Development and characterization of DEC-205 receptor targeted Potentilla anserina L polysaccharide PLGA nanoparticles as an antigen delivery system to enhance in vitro and in vivo immune responses in mice

Abstract

Potentilla anserina L polysaccharide (PAP) is known to regulate immunity. Poly(lactic-co-glycolicacid) (PLGA) is a type of drug carrier with biocompatibility and biodegradable USFDA approved polymer, which possesses the advantages of high safety and good sustained-release effect. The DEC205 receptor, a type I membrane protein, is widely distributed on the surface of macrophages and dendritic cells (DCs) and plays a key role in antigen recognition and presentation.

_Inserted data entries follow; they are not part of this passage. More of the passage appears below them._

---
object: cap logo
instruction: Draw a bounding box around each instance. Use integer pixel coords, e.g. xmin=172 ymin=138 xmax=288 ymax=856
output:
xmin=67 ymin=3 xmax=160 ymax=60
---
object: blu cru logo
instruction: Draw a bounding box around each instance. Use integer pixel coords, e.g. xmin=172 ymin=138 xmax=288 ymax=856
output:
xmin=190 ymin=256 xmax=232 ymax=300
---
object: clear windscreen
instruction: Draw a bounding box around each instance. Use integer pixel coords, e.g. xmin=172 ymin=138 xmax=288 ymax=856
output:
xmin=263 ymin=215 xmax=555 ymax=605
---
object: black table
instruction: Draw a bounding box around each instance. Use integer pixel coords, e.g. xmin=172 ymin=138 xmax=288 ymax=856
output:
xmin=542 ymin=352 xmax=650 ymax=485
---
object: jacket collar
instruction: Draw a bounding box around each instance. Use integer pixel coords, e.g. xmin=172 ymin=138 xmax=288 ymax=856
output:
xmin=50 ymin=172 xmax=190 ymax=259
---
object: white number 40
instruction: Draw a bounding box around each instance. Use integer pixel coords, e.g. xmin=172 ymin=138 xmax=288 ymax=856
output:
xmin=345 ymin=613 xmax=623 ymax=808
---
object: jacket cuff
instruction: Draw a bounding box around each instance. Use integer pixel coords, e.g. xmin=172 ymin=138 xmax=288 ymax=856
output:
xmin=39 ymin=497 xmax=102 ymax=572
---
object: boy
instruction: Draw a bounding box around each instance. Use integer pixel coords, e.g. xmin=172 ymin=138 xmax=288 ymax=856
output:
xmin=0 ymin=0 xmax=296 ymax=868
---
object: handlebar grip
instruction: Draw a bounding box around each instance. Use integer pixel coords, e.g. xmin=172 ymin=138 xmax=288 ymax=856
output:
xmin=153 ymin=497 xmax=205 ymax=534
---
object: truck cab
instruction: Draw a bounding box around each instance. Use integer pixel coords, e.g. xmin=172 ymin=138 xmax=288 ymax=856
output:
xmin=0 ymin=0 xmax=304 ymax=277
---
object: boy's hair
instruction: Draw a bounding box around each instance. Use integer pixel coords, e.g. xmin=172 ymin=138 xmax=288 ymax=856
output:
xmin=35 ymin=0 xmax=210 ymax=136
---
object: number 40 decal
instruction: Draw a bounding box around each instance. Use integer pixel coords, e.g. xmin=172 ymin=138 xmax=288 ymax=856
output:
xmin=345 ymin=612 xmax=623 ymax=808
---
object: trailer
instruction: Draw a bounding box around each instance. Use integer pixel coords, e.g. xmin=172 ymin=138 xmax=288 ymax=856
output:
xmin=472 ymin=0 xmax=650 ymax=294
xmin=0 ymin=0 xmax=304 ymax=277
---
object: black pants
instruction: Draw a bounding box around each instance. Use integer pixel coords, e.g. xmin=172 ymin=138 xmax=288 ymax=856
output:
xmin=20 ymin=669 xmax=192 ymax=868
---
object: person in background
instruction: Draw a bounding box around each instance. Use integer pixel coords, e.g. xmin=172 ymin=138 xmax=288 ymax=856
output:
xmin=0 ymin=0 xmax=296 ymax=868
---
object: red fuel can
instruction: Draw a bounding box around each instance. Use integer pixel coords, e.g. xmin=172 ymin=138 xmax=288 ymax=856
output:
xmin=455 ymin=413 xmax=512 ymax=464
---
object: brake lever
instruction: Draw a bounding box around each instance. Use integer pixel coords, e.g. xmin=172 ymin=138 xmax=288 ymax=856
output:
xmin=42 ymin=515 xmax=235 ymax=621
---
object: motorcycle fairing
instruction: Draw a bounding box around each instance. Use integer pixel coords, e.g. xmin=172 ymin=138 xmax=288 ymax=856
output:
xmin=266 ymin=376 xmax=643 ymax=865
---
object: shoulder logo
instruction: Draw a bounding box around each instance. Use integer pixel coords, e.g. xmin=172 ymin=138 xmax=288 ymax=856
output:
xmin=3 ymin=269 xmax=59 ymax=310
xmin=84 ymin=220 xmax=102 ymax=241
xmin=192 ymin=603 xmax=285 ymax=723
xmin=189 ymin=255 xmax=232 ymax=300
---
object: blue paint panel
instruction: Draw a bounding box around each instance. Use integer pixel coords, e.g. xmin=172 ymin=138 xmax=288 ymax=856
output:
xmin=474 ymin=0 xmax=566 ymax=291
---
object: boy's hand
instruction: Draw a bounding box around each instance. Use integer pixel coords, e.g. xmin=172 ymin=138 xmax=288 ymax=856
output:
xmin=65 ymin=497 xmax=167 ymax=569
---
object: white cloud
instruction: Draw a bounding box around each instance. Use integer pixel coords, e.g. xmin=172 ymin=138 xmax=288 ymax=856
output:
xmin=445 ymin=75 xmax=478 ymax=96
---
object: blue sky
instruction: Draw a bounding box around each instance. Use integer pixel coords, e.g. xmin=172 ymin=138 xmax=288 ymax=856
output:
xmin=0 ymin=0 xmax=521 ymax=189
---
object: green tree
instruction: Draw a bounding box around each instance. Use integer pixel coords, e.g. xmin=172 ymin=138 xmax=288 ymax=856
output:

In this study, we prepared Potentilla anserina L polysaccharide PLGA nanoparticles targeting DEC205 receptor (DEC205-PAPP) and characterized the nanoparticles with regards to their effects on immune activation in vitro and in vivo. In vitro, DEC205-PAPP promoted the uptake activity of macrophages and increased the secretion of NO and cytokines (IFN-γ, IL-4, IL-6, and GM-CSF), up-regulated the expression of CD80+, CD86+. In vivo, DEC205-PAPP elevated the immune organ index, induced DC maturation, promoted T lymphocyte proliferation and differentiation, and increased the levels of antigen-specific IgG antibody and cytokines (IFN-γ, IL-4), which prolonged the residence time of the OVA antigen in the immune organs and the lymph nodes. In conclusion, DEC205-PAPP had a slow-release effect, induced humoral and cellular immune responses, and could potentially be used as an effective antigen-targeted delivery system.